THE BEANBAG PSYCHOLOGIST 08
The ‘Why’ of Boredom
Try this: When you are feeing alert and energetic, turn off all sources of noise, such as the windows that bring external noise, turn off the TV, lie down on your couch, close your eyes by wrapping a thick piece of cloth around your head for good measure, tying your hands very close to your body so your ability to explore the surrounding textures and surfaces is completely curtailed. Notice how long you can lie like this and what feeling this gives rise to. Yawn, right?
A group of people who volunteered to be participants in an experimental study by researchers Bexton and colleagues(1954) would beg to differ from your opinion!
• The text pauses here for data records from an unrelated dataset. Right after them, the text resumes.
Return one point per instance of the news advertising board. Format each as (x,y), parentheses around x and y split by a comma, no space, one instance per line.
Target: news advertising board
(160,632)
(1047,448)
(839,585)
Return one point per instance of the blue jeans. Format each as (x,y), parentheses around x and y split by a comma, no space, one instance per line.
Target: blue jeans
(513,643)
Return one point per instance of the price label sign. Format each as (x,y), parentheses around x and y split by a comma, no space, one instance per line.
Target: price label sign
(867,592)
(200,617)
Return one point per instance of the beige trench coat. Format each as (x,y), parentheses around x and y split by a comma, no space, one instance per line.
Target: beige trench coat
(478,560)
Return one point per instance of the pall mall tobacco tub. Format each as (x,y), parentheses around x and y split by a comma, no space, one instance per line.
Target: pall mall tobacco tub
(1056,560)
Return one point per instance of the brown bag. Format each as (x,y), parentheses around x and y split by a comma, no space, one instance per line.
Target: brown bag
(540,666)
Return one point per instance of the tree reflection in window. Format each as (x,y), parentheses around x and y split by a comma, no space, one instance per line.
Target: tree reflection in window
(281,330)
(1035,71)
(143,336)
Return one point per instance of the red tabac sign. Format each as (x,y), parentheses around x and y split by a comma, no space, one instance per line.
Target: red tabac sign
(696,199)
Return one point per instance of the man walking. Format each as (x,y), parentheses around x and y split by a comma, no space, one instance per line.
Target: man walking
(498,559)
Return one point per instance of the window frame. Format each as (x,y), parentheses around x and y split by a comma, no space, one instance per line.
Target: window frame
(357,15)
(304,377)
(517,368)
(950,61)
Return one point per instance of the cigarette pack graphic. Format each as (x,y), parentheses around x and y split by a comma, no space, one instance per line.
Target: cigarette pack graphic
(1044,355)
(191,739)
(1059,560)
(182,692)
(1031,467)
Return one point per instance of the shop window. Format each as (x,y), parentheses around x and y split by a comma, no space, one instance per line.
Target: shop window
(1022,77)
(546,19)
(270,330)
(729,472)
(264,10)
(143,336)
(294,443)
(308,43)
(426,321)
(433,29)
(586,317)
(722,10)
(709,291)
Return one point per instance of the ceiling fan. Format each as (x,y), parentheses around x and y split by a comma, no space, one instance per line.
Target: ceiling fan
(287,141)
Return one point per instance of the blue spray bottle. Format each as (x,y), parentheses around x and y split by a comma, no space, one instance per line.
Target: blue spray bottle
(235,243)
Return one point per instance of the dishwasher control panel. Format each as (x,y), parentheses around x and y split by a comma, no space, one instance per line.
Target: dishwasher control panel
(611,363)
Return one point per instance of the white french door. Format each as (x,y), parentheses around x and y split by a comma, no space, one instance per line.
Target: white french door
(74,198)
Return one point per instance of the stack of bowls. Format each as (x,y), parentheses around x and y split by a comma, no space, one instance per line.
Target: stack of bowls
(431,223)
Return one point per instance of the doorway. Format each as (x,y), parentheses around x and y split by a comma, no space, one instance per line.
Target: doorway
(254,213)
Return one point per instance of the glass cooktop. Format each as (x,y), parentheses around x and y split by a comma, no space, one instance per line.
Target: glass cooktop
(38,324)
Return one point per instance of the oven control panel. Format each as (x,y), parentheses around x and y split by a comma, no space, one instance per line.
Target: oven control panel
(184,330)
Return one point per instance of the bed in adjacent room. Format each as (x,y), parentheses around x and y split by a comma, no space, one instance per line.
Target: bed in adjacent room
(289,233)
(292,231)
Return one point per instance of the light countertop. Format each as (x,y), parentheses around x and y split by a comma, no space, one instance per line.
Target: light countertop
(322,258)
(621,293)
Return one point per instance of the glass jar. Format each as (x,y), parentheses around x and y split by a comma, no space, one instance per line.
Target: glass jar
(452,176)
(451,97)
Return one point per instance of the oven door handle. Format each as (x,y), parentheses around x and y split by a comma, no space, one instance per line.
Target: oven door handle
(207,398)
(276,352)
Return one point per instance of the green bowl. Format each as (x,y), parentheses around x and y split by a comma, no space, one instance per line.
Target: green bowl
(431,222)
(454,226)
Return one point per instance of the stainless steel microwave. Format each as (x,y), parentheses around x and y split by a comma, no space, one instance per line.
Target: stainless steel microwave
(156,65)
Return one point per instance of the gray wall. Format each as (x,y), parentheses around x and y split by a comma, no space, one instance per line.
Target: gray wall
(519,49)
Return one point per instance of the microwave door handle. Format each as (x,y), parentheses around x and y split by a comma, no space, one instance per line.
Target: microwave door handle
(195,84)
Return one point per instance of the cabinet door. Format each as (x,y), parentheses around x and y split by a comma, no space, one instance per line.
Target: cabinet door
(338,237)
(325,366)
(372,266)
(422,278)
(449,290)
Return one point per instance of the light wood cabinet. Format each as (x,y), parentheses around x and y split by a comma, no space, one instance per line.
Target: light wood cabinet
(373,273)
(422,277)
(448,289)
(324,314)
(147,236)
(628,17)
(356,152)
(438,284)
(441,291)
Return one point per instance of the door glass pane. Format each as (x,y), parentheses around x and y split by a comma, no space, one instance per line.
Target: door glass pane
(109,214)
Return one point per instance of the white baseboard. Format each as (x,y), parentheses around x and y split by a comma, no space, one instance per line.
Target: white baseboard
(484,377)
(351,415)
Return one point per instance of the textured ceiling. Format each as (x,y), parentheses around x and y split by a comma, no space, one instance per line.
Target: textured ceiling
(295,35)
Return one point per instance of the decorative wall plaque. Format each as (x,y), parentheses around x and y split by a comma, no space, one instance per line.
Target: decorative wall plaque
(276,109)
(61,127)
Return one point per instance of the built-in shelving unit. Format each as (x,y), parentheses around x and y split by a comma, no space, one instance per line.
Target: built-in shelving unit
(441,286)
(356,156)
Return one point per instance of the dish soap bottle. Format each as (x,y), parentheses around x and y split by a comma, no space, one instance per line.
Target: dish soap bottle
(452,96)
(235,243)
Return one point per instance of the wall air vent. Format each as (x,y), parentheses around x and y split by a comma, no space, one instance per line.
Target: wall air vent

They agreed to be kept in an isolated cubicle and were paid a handsome amount per day for staying in this cubicle without doing, seeing, hearing, or touching anything! They were only allowed to be rid of these encumbrances while eating or using the toilet.
The participants seemed highly motivated to stay this way for about four to eight hours but all of them dropped out of the study in 3 or 4 days after exhibiting extreme restlessness and acute boredom.
Being kept from doing something of interest or importance quickly gets us in a state of boredom. On the other hand, being made to do something that we do not want to engage in at the moment leads to boredom as well. There is an increasing number of psychologists today who identify boredom to be an emotion. It can be thought to be an unpleasant emotion characterized by lack of interest and difficulty in concentrating on current activities.
Any activity with which we are unable to engage actively with attention and focus is promptly judged boring or monotonous. You may have noticed how people who generally lack attention tend to get bored very easily. As ones attention keeps sliding superficially over a number of stimuli, meaningful association with the topic or subject becomes very difficult and hence it turns boring.
As we learn and grow, it gets harder for us to be entertained or interested by things! Can you play all day with a spoon with as much involvement and excitement as a toddler? When something doesn’t align with our level of intellectual capability, it leads to boredom!
We as humans seek meaning in everything we do. We take up our curricular and extra-curricular activities with a certain sense of purpose and ambition. We take up jobs and many friendships and relationships, all in the quest to find a place for ourselves in the world. When one recognizes that whatever they are engaged with currently doesn’t satisfy their will to meaning sufficiently, they appear bored with life!
Interestingly, recent studies have identified that boredom is, in fact, a good thing! It pushes many of us to pursue meaningful, prosocial endeavours aimed at making a difference in the lives of others.